How far would you go to fit in?
11-year-old Toni helps her brother, Jermaine, maintain the Lincoln Community Gym. Her brother trains there for boxing, but also cleans, sweeps, and otherwise keeps the gym in tip top shape. She trains with him until its time to clean the gym. Because they’re the children of a single mother, Jermaine has to keep Toni under a close watch, effectively isolating her from her schoolmates. It’s only when she discovers the Lionesses, a dance troupe that rehearses in the gym, that she starts to form friendships outside of her family.
Set in a poor and black-majority section of Cleveland, elements of poverty and race creep in around the edges. Their mother works all day and all night, making Jermaine the defacto father. Jermaine has to clean his way through training. In an attempt to fit in, Toni and a couple of girls pierce her ears using a needle in the bathroom, causing Jermaine to fret about where she got the money for the piercings. That’s when things get weird.
Starting with their captains, one by one the girls of the Lionesses start having epileptic-like seizures. They’re less seizures than fits. Each fit is different and attuned to each girl. Is it the water? Did somebody fuck over the water system Flint style? Or, is this a new fad? Are the girls doing this to fit in? Or, is there something else going on?
Writer/Director Anna Rose Holmer researched mass phenomena from a 2007 fit of twitching arms and legs to a Dancing Plague that struck Prague in 1518. But, she provides no direct answers. The Fits isn’t a movie where everybody is constantly talking and dropping exposition bombs. It’s a slice of life where the characters are already in motion, and their life is revealed through small snippets of dialogue thrown off casually. But, there’s hardly any dialogue to wade through. This is an all too brief mood piece that ponders loneliness and isolation and the extremes that you’ll go through to fit in.
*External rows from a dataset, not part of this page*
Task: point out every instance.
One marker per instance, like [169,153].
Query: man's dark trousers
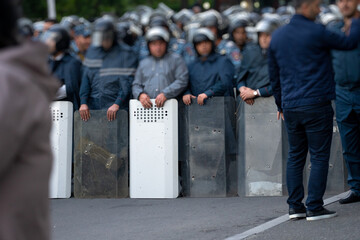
[310,129]
[348,119]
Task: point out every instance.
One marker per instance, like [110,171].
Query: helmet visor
[99,37]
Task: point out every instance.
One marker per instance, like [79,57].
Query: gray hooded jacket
[26,90]
[168,75]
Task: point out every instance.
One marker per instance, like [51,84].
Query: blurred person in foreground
[26,90]
[347,77]
[302,80]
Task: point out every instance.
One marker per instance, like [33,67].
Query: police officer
[82,41]
[63,65]
[237,32]
[26,28]
[174,45]
[223,46]
[108,73]
[210,74]
[253,78]
[129,35]
[163,74]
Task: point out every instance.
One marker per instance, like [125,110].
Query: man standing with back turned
[302,79]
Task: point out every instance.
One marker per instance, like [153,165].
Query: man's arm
[181,79]
[336,41]
[137,85]
[274,74]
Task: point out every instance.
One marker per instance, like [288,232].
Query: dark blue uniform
[107,77]
[253,71]
[68,71]
[212,76]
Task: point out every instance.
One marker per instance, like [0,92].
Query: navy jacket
[300,66]
[213,76]
[253,71]
[346,63]
[68,71]
[107,77]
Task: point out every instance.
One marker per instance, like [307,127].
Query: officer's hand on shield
[247,93]
[145,100]
[160,100]
[187,99]
[84,112]
[250,101]
[280,114]
[111,113]
[201,98]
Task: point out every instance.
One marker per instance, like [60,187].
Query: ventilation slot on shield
[57,115]
[150,115]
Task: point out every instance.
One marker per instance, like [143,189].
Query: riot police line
[220,153]
[220,149]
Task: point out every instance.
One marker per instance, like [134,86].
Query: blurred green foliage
[37,9]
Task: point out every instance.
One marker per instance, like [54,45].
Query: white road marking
[279,220]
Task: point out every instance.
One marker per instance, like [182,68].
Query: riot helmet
[237,32]
[264,29]
[157,39]
[57,38]
[266,26]
[203,35]
[70,21]
[157,33]
[158,21]
[104,34]
[210,21]
[26,28]
[128,32]
[237,23]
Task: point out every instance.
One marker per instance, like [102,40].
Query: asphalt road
[193,218]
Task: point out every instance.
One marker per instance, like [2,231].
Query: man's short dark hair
[10,12]
[298,3]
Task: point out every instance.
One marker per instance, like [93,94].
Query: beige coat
[26,90]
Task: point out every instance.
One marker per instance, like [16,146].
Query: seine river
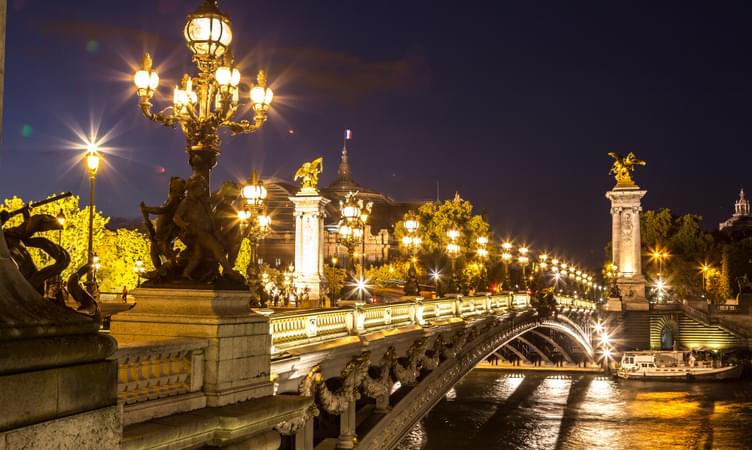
[492,409]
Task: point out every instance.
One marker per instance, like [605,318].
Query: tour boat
[672,366]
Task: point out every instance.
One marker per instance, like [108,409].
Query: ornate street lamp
[481,252]
[202,104]
[453,251]
[411,241]
[256,224]
[523,260]
[92,159]
[354,215]
[506,258]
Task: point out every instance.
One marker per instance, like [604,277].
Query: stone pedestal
[626,245]
[57,387]
[237,364]
[309,243]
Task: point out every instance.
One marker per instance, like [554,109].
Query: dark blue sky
[513,104]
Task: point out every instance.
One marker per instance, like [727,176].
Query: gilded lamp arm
[164,117]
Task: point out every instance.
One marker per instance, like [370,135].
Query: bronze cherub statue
[308,173]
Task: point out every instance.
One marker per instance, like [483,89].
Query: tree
[687,244]
[118,250]
[436,218]
[335,279]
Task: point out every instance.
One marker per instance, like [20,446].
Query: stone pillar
[238,359]
[347,425]
[626,244]
[309,243]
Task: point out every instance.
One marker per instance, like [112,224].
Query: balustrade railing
[291,329]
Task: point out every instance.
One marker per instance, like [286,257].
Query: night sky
[513,104]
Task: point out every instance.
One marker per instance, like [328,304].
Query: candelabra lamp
[411,241]
[202,103]
[256,224]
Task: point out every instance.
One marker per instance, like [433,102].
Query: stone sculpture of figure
[308,173]
[226,219]
[194,218]
[623,168]
[20,237]
[164,234]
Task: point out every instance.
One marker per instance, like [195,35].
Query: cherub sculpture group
[208,228]
[623,168]
[46,280]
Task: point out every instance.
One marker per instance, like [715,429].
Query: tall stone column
[626,244]
[309,243]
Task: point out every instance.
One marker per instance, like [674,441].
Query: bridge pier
[304,437]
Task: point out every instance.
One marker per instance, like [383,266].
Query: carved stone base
[632,290]
[99,428]
[238,357]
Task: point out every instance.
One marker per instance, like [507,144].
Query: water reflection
[495,410]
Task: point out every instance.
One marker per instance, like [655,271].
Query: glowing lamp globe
[146,81]
[207,31]
[264,222]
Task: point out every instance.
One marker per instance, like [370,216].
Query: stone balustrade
[292,329]
[160,378]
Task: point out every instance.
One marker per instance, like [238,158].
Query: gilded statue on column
[308,174]
[623,168]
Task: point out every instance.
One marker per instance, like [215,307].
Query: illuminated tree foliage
[436,218]
[118,250]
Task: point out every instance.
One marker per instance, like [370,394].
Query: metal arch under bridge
[427,346]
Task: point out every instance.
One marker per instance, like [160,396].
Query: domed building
[278,248]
This is more of a mood piece than a dramatic play with emphasis placed on actions and the body over speeches and dialogue. Holmer gives a muted romantic dream-like quality to Toni’s coming of age, which emphasizes the shock of the girls having seizures in the middle of practice. There’s a detachment and a romantic nature to the proceedings; as if Holmer was signaling the commonality of the proceedings even as she found them fascinating. After all, the seizures are just one manifestation of the daily rituals teenagers participate in to belong with their peers. Whether that ritual is having seizures, drinking to the point of puking, wearing makeup, or wearing pink on Fridays, young people set up common signals and experiences to allow you into their clique. The Fits is blissfully open to interpretation, never nailing down a cause nor condemning people for their behavior. It’s just a story of youthful assimilation.